Judy Brown
Few people in Brooklyn’s ultra-Orthodox community of Boro Park may have read Judy Brown’s debut novel, “Hush,” but that doesn’t mean it hasn’t caused quite a stir. Based loosely on Brown’s childhood experience of witnessing a friend being molested, “Hush” follows a young woman as she struggles to deal with pent-up anger and guilt years after her best friend, who had been sexually abused, commits suicide.
As the title suggests, “Hush” is not so much about the abuse itself as it is about the ultra-Orthodox community’s insular culture of denial. Brown published the novel under the pseudonym “Eishes Chayil,” which means “Woman of Valor,” partly because her mother, Ruthie Lichtenstein, is editor-in-chief of the Brooklyn-based, ultra-Orthodox newspaper Hamodia: The Daily Newspaper of Torah Jewry. But Brown, 31, also maintained her anonymity because of a fear of repercussions. Sure enough, in the months after “Hush” was released, Brown’s publisher received death threats.

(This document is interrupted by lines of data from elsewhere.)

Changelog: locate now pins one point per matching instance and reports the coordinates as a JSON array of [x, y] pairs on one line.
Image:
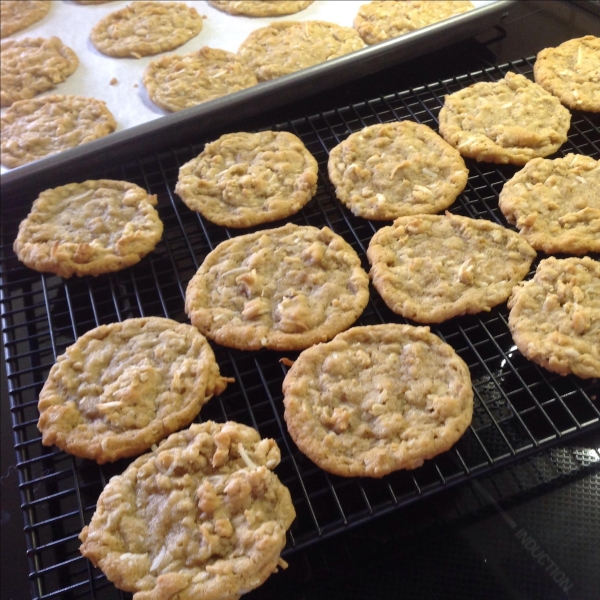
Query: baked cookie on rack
[[571, 72], [430, 268], [555, 204], [89, 228], [285, 47], [555, 317], [392, 170], [175, 82], [244, 179], [283, 289], [377, 399], [30, 66], [508, 121], [203, 516], [36, 128], [123, 387], [146, 28]]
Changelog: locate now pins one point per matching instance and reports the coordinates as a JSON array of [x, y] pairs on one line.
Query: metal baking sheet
[[137, 116]]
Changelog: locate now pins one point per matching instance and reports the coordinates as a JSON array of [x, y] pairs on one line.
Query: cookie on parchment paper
[[379, 21], [283, 289], [123, 387], [36, 128], [146, 28], [31, 66], [555, 204], [430, 268], [555, 317], [392, 170], [16, 15], [288, 46], [261, 8], [201, 517], [508, 121], [175, 82], [243, 179], [377, 399], [89, 228], [571, 71]]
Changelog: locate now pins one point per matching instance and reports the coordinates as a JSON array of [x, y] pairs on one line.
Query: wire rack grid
[[520, 408]]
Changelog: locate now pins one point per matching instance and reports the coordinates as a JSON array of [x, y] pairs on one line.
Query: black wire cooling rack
[[520, 409]]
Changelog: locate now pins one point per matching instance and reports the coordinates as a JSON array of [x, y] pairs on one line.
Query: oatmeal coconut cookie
[[122, 387], [555, 204], [377, 399], [430, 268], [175, 82], [571, 72], [261, 8], [288, 46], [283, 289], [379, 21], [89, 228], [555, 317], [397, 169], [508, 121], [243, 179], [203, 517], [34, 129], [145, 28], [31, 66], [16, 15]]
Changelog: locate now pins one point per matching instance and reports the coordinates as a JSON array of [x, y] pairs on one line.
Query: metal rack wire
[[520, 408]]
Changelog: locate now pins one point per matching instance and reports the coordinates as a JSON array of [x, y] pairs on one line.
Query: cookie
[[89, 228], [377, 399], [555, 204], [284, 289], [16, 15], [571, 72], [379, 21], [555, 317], [175, 82], [261, 8], [244, 179], [122, 387], [36, 128], [396, 169], [508, 121], [31, 66], [288, 46], [202, 517], [145, 28], [430, 268]]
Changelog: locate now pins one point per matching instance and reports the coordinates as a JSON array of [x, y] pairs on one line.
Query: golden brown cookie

But the abduction and murder of 8-year-old Leiby Kletzky this past summer prompted Brown to unmask herself. Writing in the Huffington Post in August, Brown revealed her true name and said that denial and fear had led too many ultra-Orthodox men and women to disbelieve the allegations of abuse. Meanwhile, she wrote, the community’s blind trust in its members had led countless children like Leiby to fall prey to ultra-Orthodox predators. Brown vowed to “find the courage to stand with the victims who carry the burden of our silence for the rest of their lives.”